Reputation: 12905
For a DS competition I was using SVM to do binary classification. Here tdata,vdata both have 256 features. tlabels,vlabels both have dimensions n_samples x 1 and their unique values are 0/1.
Now, as per the competition rules, in place of labels, we need to submit probability score(between 0 to 1) and AUC will be used to decide the ranking.
I am pretty new to SVMs and Sklearn.

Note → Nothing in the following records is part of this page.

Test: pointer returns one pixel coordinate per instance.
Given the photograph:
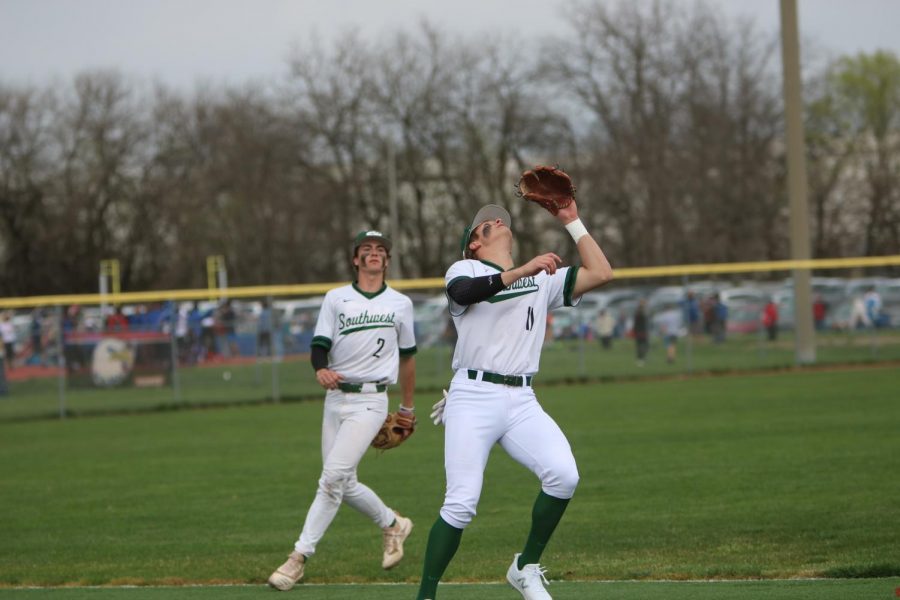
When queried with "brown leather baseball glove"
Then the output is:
(550, 187)
(396, 429)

Any pointers on how to convert this code to generate probability scores and AUC, will be of great help.
Code:
classifier=svm.SVC(gamma=g,C=c,kernel='rbf',class_weight='balanced')

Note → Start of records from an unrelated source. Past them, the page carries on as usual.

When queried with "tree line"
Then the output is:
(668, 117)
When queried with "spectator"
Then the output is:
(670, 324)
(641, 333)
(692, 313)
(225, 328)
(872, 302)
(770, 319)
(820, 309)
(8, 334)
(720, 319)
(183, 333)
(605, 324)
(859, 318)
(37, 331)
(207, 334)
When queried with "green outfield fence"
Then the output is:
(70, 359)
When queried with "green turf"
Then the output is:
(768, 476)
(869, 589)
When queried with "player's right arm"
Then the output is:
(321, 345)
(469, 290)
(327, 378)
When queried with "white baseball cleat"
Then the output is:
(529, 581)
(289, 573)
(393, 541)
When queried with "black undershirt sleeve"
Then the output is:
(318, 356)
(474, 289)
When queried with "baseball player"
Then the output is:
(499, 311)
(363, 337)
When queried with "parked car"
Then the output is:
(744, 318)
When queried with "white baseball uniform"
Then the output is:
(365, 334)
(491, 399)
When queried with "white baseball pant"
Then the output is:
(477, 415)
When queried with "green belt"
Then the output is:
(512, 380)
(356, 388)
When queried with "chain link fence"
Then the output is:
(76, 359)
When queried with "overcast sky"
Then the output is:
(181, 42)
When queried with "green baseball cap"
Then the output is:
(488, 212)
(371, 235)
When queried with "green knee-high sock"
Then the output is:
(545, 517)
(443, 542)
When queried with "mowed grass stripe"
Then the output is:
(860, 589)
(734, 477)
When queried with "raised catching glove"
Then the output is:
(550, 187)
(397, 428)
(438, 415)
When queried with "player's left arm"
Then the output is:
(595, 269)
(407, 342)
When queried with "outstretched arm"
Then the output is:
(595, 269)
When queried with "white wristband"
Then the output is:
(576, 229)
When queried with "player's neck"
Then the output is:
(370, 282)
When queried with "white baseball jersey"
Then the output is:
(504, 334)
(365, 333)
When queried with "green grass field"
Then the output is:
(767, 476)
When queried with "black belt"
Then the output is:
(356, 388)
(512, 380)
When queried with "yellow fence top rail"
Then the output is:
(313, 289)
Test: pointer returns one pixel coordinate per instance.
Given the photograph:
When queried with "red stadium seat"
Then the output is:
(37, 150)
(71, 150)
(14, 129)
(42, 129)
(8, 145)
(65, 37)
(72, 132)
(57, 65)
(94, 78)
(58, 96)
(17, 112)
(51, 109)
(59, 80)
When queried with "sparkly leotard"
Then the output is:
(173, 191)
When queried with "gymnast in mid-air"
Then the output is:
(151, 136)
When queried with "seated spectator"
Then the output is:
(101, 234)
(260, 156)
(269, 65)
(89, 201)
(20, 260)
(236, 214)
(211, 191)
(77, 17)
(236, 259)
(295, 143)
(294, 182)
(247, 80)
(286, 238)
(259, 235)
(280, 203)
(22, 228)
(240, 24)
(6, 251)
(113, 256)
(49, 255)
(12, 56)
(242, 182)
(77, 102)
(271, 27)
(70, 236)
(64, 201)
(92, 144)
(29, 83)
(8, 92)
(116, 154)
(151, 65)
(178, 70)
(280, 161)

classifier.fit(tdata, tlabels)
expected = vlabels
predicted = classifier.predict(vdata)
print("Classification report for classifier %s:\n%s\n"

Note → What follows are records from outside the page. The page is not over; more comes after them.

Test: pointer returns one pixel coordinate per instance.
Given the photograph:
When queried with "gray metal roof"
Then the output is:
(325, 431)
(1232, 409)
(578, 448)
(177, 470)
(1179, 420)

% (classifier, metrics.classification_report(expected, predicted)))
cm = metrics.confusion_matrix(expected, predicted)
accuracy = (cm[0,0]+cm[1,1])*100.0/sum(sum(cm))
print("accuracy = "+str(accuracy))
Output:
Classification report for classifier SVC(C=1.0, cache_size=200, class_weight='balanced', coef0=0.0,
decision_function_shape=None, degree=3, gamma=0.00020000000000000001,
kernel='rbf', max_iter=-1, probability=False, random_state=None,
shrinking=True, tol=0.001, verbose=False):
precision recall f1-score support
0.0 0.93 0.88 0.90 1881
1.0 0.92 0.95 0.94 2686
avg / total 0.92 0.92 0.92 4567
accuracy = 92.3144296037
Upvotes: 0
Views: 3850
Reputation: 33147
Step 1
Define: probability=True in SVC
(this parameter is available for SVC) see link.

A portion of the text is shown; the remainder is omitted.